Je comprends le souci de certains de mes ancêtres, quelques paysans récemment argentés, plus ou moins embourgeoisés, de démontrer une lignée agnatique forte et dont la noblesse de la race se perpétue de générations en générations. Mais je comprends de moins en moins, à la lumière de nos connaissances actuelles, que cette tendance perdure chez un grand nombre de généalogistes contemporains.
C'est régulier, je trouve un mariage, le généalogiste mentionne les parents du marié et ne précise rien concernant ceux de la mariée. L'existence des femmes dans ces généalogies serait-elle d'une invisibilité si satisfaisante aux yeux de ces collectionneurs de mâles ? Certes, certes, le tableau n'est pas si noir que cela et la connaissance fait avancer les choses et comprendre des états dont nos aïeux avaient peu conscience, mais la constatation et la prédominance de la recherche agnatique sont bel et bien présentes.

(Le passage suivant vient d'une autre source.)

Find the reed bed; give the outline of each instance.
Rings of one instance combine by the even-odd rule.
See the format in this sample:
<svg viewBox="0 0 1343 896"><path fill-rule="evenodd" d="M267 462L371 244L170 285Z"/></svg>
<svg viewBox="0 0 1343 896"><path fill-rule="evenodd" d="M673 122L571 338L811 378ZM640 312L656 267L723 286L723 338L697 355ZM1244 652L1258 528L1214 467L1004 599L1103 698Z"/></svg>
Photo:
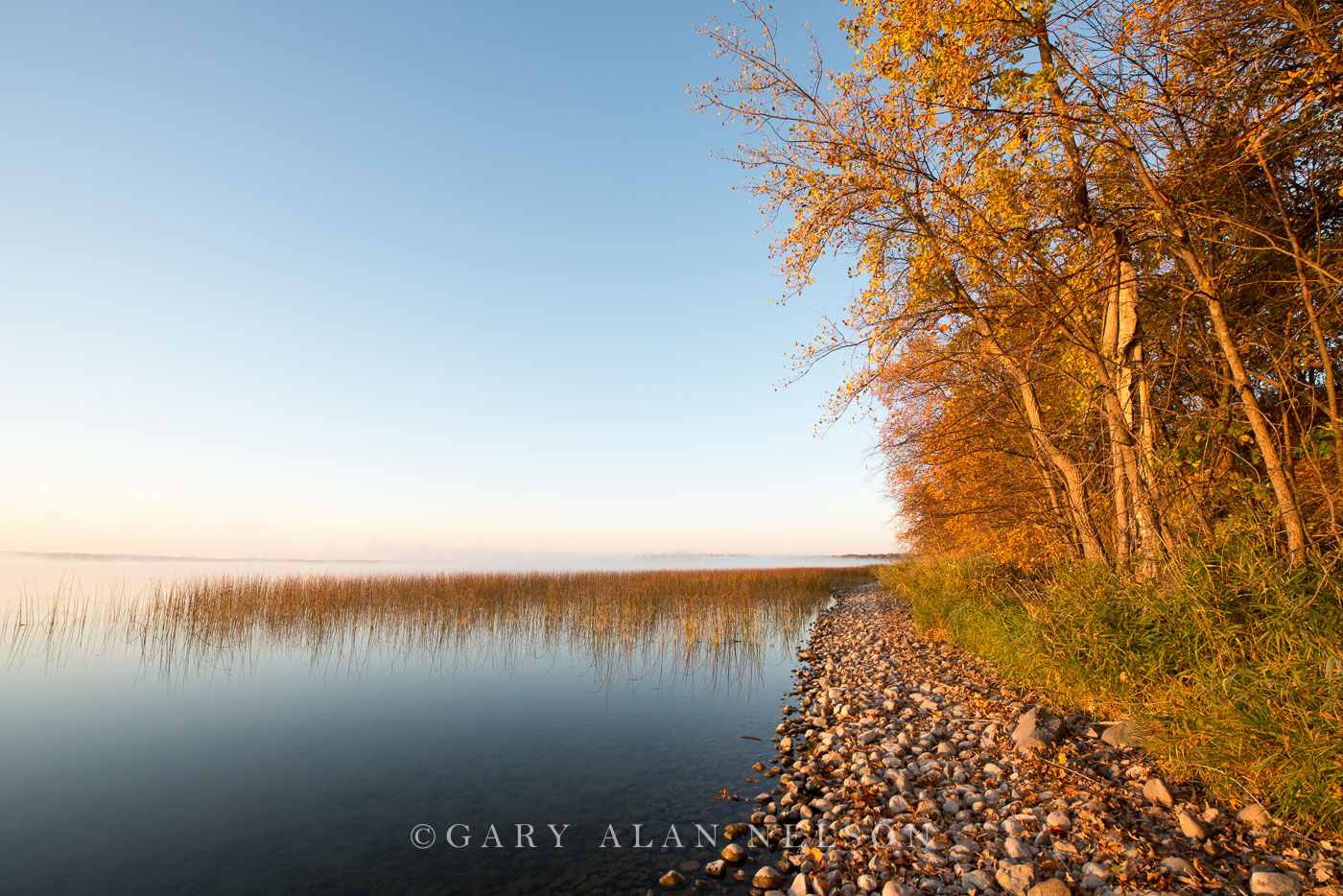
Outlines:
<svg viewBox="0 0 1343 896"><path fill-rule="evenodd" d="M607 684L708 670L749 681L787 649L834 588L870 567L651 572L214 576L95 600L73 590L30 598L0 619L8 665L138 650L169 681L246 672L299 653L314 668L461 662L522 656L584 662Z"/></svg>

J'ai bien du mal à comprendre une généalogie en dehors d'un ensemble de personnes incluant tous les parents, grands-parents, arrière-grands-parents etc. Dire à une personne que sa généalogie sur cinq générations c'est cinq personnes qui ont fondé la lignée des SAPERLIPOMPOM, c'est un peu comme, de nos jours, dire que nous descendons du singe. Comment percevoir une famille, les ascendants et descendants, autrement qu'en étudiant l'ensemble des branches. Cinq générations en ascendance, ce sont trente-et-une personnes qui, chacune, ont apporté quelque chose à celle qui est à la base ; il n'en est pas une, généalogiquement parlant, plus ou moins importante que l'autre. C'est l'étude de l'histoire familiale qui nous en fera aimer plus ou moins certains, constater que c'est untel qui a transmis cette fameuse maladie héréditaire, ou tel autre qui a créé ce mouvement ayant séparé la branche de la famille.
Il est indispensable, à mes yeux, que les généalogistes étudient l'ensemble des ancêtres, c'est le seul moyen d'avoir une vue complète d'une famille. Les autres études seront partisanes et influencées par des contextes religieux, sociologiques ou communautaires, non toutefois sans être dénuées de sens puisque commandées dans un but précis, mais effaçant toutefois une grande, voire importante, partie de la généalogie familiale.
J'oserai alors parler d'une généalogie laïque, certes intrinsèque en moi, ouverte et permettant l'étude la plus complète possible, hors les barrières et frontières provoquées par les inhibitions en tous genres nous entourant. Cela devient une des difficultés pour laquelle nombre de personnes ne veulent pas que l'on révèle leurs ascendants : peur de l'inconnu, révélation de secrets de familles, fausses informations données jusqu'à ce jour etc. Rajoutons à cela le fait qu'une généalogie complète est d'un coût plus élevée qu'une généalogie agnatique vite fait bien fait, et nous comprendrons facilement que les arbres généalogiques présentés sont pauvres en rameaux ! Il convient parfois, qualité principale des généalogistes, d'être patient, et de préférer payer quelques deniers pour deux ou trois générations complètes et continuer ainsi, denier après denier, génération après génération, que dépenser trois francs et six sous pour une vague branche ascendante sur six générations de mâles sans autre intérêt que d'être porteur de votre nom.
Ainsi parmi les nombreux défis, plus ou moins futiles, qui existent sur internet au sujet de la généalogie, ma préférence ira donc à celui qui consiste à produire un arbre généalogique complet sur dix générations ; un superbe défi et un magnifique travail, une compréhension idéale de la famille. J'en ai déjà parlé ici-même, une généalogie c'est avoir un but, et même si ce but est en contradiction avec les propos du présent article, il n'en demeurera pas moins le fondement de la recherche et le fil conducteur de cette dernière. Mais ce but, hors la recherche complète des membres de la famille, demeurera toujours plus ou moins éloigné, et donc plus ou moins faussé, d'une représentation objective de ladite famille.
Enlevons donc quelques oeillères, considérons les éléments féminins de nos généalogies au même titre que les éléments masculins et faisons avancer nos Histoires familiales sur une route aussi dégagée que possible.